My special needs child is about to turn 18 – What should I do?

Children with special needs, who are under the age of 18, are considered minors in the state of New Jersey. Until then, parents have full authority to act on behalf of their child(ren) when it comes to making important decisions. But once the child turns 18, parents are often caught off guard when they discover that although the child continues to be dependent on his or her parents long after they turn 18, parents no longer have the same authority as before, as the children are now deemed adults under the eyes of the law. Financial, legal, and healthcare decisions can no longer be made as before, and in the unfortunate situation when one or both parents pass away, assets passing to the child as an inheritance could trigger adverse consequences if the child has been receiving critical government benefits.

So what can you do now to avoid a disaster from occurring?

As a first step, you will need to begin the process of a guardianship (typically, this should be started a few months before the child turns 18). This involves filing a Verified Complaint with the courts, requesting your (and your spouse, where applicable), appointment as legal guardian of your child.  While it is rare for a judge to deny guardianship to a parent, the formalities of the guardianship process still need to be adhered to. 

The application must include, among other things, certifications from two physicians (one of these could be made by a licensed psychologist). The court will then appoint an attorney to conduct an investigation of the interested parties and then prepare a report for the judge, either confirming or rejecting the appointment of the Petitioner. Finally, a hearing is conducted before the judge, so all relevant parties can appear and be heard in court. Once the judge approves the appointment, a final judgment containing the decision is circulated to all parties. 

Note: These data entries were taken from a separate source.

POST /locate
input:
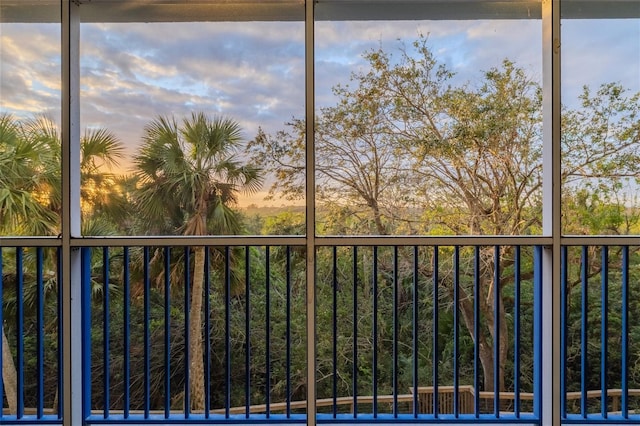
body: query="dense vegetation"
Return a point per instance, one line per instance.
(403, 151)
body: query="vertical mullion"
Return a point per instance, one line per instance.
(106, 325)
(395, 332)
(147, 333)
(310, 210)
(268, 331)
(127, 332)
(375, 332)
(227, 334)
(415, 320)
(247, 330)
(584, 337)
(40, 330)
(476, 331)
(625, 332)
(20, 331)
(604, 332)
(187, 352)
(335, 332)
(167, 333)
(355, 333)
(456, 326)
(288, 331)
(564, 318)
(436, 307)
(516, 333)
(207, 330)
(496, 332)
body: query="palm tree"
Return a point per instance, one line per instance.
(189, 177)
(30, 190)
(29, 177)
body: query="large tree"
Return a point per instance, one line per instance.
(464, 158)
(190, 178)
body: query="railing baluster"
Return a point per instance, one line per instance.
(268, 331)
(456, 326)
(537, 330)
(516, 332)
(375, 332)
(335, 331)
(106, 314)
(564, 273)
(147, 333)
(3, 333)
(625, 332)
(476, 330)
(288, 331)
(355, 332)
(207, 330)
(604, 332)
(58, 326)
(436, 307)
(247, 325)
(20, 330)
(167, 332)
(415, 320)
(584, 335)
(227, 328)
(187, 353)
(127, 332)
(496, 331)
(40, 330)
(395, 333)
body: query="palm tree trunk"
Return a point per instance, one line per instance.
(9, 375)
(196, 373)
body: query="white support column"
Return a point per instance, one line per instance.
(310, 209)
(552, 195)
(71, 261)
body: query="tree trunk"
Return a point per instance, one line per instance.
(196, 361)
(9, 375)
(485, 349)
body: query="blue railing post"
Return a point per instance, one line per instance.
(537, 331)
(86, 331)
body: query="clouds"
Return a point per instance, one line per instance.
(30, 74)
(254, 71)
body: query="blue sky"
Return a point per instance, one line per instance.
(254, 71)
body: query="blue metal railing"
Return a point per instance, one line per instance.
(401, 331)
(600, 288)
(31, 304)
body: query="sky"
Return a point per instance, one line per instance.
(253, 72)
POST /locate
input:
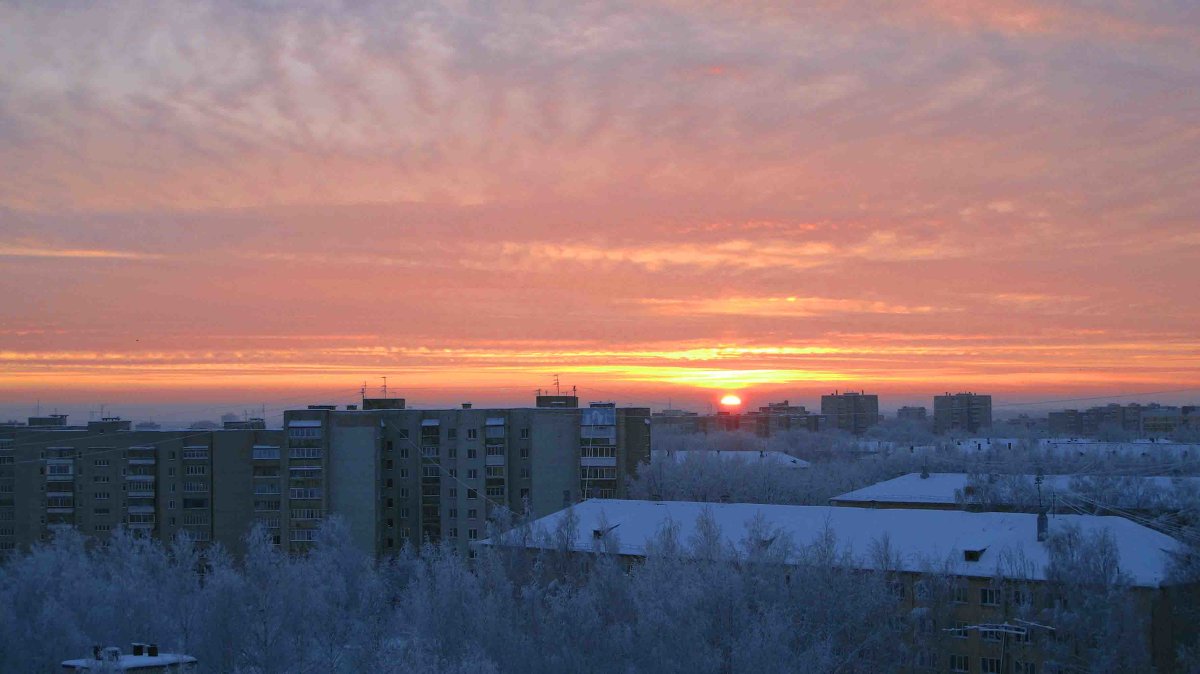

At this time, the parent(s) will need to appear at the surrogate’s office to become qualified and collect their Letter of Appointment. Be prepared to incur some expenses associated with the filing fees and legal costs, especially if you choose to go with private attorneys for both the submission of your application (as opposed to going pro se) and for the court appointment. Depending on the situation, a court may also be able to appoint an attorney from the Public Defender’s office at no charge to the parents, but this could delay things a bit. A final judgment signed by the judge at the end of the proceeding will then grant you the right to procure Letters of Guardianship.

The next step is to consider whether or not you want to set up Special Needs Trusts (SNT) for your child. Here you have an option to set up (1) a first-party special needs trust and/or (2) a third-party supplemental needs trust as stand-alone trusts. These trusts can hold assets of your child’s or assets passing from you, respectively, without jeopardizing your child’s government benefits. These assets are meant to supplement, but not supplant, any other benefits so your child can have an enhanced quality of life without concern that the critical benefits provided by the government would be denied.  

Finally, you should definitely consider setting up or updating your own existing estate plan to ensure that all of your assets passing to your child upon death are protected by either having the assets pass into the stand alone SNT that you set up (see above paragraph), or have it pass into a SNT under your Will. It is  important to consult with the estate planning attorney as to which trust should hold the inheritance.  Inadvertently naming the wrong SNT could result in having the assets inside of the trust going to the estate, instead of the family or other heirs.